Now that some of the causes and effects of the housing crash are becoming universally agreed upon and banks are ordered to pay billions in civil lawsuits and settlements for illegal foreclosures, the big banks are struggling to regain their composure after overlooking simple fixes like not continuing robo-signing documents illegally without human review before kicking people out of their homes.

One of the major problems is the impact foreclosures have on neighborhoods as opposed to short sales or regular sales. Today, in an editorial on this very topic, real estate broker Erica Ramus outlined the sickening virus REOs are, saying, “So it’s a great time — to be an investor. To be a seller… well, hang on tight. These REO sales are going to be haunting us for quite a while.”

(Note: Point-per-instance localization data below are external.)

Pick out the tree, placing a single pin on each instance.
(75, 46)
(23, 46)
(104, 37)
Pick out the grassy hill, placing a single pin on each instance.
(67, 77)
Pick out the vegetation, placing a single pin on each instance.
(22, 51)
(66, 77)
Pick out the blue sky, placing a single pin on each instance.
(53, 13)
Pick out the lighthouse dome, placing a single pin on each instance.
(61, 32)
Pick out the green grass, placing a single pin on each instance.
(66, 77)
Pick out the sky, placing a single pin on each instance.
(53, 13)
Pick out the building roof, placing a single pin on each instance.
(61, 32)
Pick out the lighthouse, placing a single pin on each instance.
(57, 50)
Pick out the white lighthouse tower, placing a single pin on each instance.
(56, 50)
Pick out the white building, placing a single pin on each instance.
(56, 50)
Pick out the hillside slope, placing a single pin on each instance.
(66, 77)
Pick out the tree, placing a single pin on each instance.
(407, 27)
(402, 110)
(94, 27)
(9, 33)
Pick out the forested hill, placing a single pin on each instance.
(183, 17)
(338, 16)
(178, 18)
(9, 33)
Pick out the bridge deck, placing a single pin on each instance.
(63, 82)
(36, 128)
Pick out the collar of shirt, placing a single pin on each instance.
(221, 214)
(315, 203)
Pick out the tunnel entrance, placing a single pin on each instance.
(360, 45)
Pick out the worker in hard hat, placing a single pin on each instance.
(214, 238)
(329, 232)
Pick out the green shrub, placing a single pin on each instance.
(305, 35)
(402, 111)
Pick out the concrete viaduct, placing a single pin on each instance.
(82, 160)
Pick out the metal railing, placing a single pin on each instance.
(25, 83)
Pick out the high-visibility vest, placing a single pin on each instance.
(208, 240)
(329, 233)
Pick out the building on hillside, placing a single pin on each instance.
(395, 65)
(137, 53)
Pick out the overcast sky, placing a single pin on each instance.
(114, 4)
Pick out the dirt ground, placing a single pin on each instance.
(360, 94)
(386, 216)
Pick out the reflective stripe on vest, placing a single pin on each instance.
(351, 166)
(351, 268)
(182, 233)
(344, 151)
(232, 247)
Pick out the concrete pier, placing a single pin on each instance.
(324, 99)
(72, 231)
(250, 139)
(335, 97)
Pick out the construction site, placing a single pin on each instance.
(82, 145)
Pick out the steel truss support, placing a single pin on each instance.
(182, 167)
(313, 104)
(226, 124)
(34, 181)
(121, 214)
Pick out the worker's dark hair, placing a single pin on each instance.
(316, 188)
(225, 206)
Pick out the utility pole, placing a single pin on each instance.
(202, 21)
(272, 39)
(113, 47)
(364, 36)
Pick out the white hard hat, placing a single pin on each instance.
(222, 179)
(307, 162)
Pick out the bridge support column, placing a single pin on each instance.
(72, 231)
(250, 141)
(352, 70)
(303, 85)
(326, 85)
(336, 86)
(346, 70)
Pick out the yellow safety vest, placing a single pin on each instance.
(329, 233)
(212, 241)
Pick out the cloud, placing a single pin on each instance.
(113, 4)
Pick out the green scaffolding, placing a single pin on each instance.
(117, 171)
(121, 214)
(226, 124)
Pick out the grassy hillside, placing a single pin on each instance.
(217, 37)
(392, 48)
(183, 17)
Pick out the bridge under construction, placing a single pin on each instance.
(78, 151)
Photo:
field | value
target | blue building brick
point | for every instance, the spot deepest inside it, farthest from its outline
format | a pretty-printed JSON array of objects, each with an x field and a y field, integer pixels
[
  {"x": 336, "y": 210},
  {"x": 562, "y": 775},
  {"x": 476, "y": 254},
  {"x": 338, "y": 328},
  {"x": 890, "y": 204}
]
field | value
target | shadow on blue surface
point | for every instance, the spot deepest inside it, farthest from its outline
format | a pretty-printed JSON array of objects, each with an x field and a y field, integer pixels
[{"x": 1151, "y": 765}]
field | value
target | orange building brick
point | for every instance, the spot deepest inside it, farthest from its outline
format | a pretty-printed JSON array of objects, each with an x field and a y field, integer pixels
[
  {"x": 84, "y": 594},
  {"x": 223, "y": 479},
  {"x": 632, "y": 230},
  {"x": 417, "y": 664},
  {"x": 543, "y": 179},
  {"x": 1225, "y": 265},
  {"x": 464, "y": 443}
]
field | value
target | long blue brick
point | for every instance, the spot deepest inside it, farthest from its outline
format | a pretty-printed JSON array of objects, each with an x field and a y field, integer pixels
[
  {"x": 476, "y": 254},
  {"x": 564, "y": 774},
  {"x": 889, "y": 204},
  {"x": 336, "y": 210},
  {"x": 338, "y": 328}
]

Some may say it’s too little, too late, but some banks are choosing to make it easier for homeowners to short sale for less than what they owe on their mortgage, which banks have traditionally been extremely uncooperative with, leaving sellers hanging for months just to not approve the deal and ignoring calls from hard working Realtor pushing to help consumers not live with a foreclosure on their credit report.

Cash incentives to short sale

According to Bloomberg, banks are looking at ways to shorten the process and clear the foreclosure backlog by putting less foreclosures onto their books. Some banks are now pre-approving short sales and even offering cash incentives for borrowers to short sale and avoid foreclosure as it is costly to maintain, repair and market a foreclosed property.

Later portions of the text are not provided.